Dynamics of Trajectories and Linear Discriminant Analysis

To assess the dynamical information contained in the trajectories in our map, we calculated 45 parameters from classical time series analysis (Table). These parameters included temporal and symbolic dynamics as well as complexity measures derived from the time series of classes (W, N1, N2, N3, REM, SZ, GPD, LPD, GRDA, LRDA, and BS), as well as spatial measures derived directly from the 128D embeddings. We derived these parameters from the time series of classes in the cardiac arrest dataset. We investigated which combinations of 2 or 3 parameters best separated the 2 outcome groups (CPC 1 and 2 vs CPC 5) by performing a linear discriminant analysis (LDA) for each combination of parameters. This approach demonstrates the utility of the embedding to derive explainable and intuitively understandable dynamics parameters that adequately predict neurologic outcome.

Results

Building a UM-EEG

We included EEGs from a wide range of physiological and pathophysiological states, including the healthy/normal brain activity continuum (W, N1, N2, N3, and REM), the ictal-interictal-injury continuum (GPD, LPD, GRDA, LRDA, and SZ) and BS, to create a comprehensive latent space map of EEG (Fig 1). Systematic initial evaluations on the IIIC dataset indicated that performance increased strongly when more than 1 channel was used and then reached some stable plateau around 4 channels with only a minor performance increase when all 16 channels were used (Fig S1). We, therefore, re-referenced all data to 4 bipolar channel pairs to include data from all datasets (Fig 1A). Model performance monitored with loss function and F1 score indicated stable performance improvement during training without signs of overfitting (Fig 2A,B). For visualization purposes, the 128D embedding test data was projected onto a 2D space using uniform manifold approximation and projection (UMAP).27 As training progressed, the classes exhibited increased clustering, ultimately resulting in a complex embedding space with some classes disjunct from and others merging into each other (see Fig 2D). Notably, already in the 2D projection, semantic clustering emerged, including distinct and meaningful spatial arrangements capturing, for example, natural state transitions during sleep (W → N1 → REM → N2 → N3).

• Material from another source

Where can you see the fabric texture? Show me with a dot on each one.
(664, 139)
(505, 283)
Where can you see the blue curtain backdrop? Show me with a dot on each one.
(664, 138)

Classification of Unseen EEG in UM-EEG

We first assessed classification of EEGs in the 128D embedding space using the receiver-operating-characteristic (ROC) and precision-recall (PR) curves for all classes in a binarized classification approach (1-vs-all) (see Fig 2G). The mean AUROC curve and corresponding 95% CI for each class indicated robust class separation: W (0.94 [0.94–0.95]), REM (0.92 [0.91–0.92]), N1 (0.85 [0.85–0.86]), N2 (0.91 [0.90–0.91]), N3 (0.98 [0.97–0.98]), GRDA (0.97 [0.96–0.97]), LRDA (0.97 [0.96–0.97]), SZ (0.87 [0.83–0.91]), GPD (0.99 [0.98–0.90]), LPD (0.97 [0.97–0.97]), and BS (0.94 [0.93–0.94]). For the IIIC (SZ, LPD, GPD, LRDA, and GRDA), apart from SZ, these results match or exceed discrimination to recently published results,17 while including more classes. The relatively lower performance for SZ may be attributed to the limited number of segments available for this class and the high variability of patterns within this category. Similarly, AUPR curves showed effective binary classification based on the latent space map (see Fig 2G). Across all 11 classes, the model demonstrated effective learning in clustering achieving a final F1 score of 0.65 ± 0.04 (compared to 0.08 ± 0.01 for a random predictor) and an accuracy of 0.64 ± 0.04 (compared to 0.09 ± 0.01 for a random predictor for multiclass classification). Figure 2H shows the confusion matrix across all individual classes. Using the Youden Index as the single operational point determined during training provided the following sensitivity and specificity values for each class in the test data; sensitivity: W (0.90 [0.84–0.96]), REM (0.92 [0.88–0.95]), N1 (0.94 [0.90–0.97]), N2 (0.88 [0.83–0.92]), N3 (0.94 [0.90–0.97]), GRDA (0.78 [0.73–0.84]), LRDA (0.86 [0.81–0.90]), SZ (0.75 [0.60–0.89]), GPD (0.90 [0.85–0.94]), LPD (0.88 [0.83–0.93)]), and BS (0.79 [0.75, –0.82]); specificity: W (0.89 [0.88–0.91]), REM (0.83 [0.81–0.85]), N1 (0.74 [0.72–0.76]), N2 (0.83 [0.80–0.85]), N3 (0.93 [0.92–0.94]), GRDA (0.89 [0.87–0.90]), LRDA (0.88 [0.87–0.89]), SZ (0.86 [0.85–0.88]), GPD (0.94 [0.93–0.95]), LPD (0.86 [0.85–0.88)]), and BS (0.99 [0.98–0.99]). Collectively, these results demonstrate effective classification of out-of-sample data based on distinct clustering in latent space. This suggests a highly semantic embedding space of the various EEG states and patterns.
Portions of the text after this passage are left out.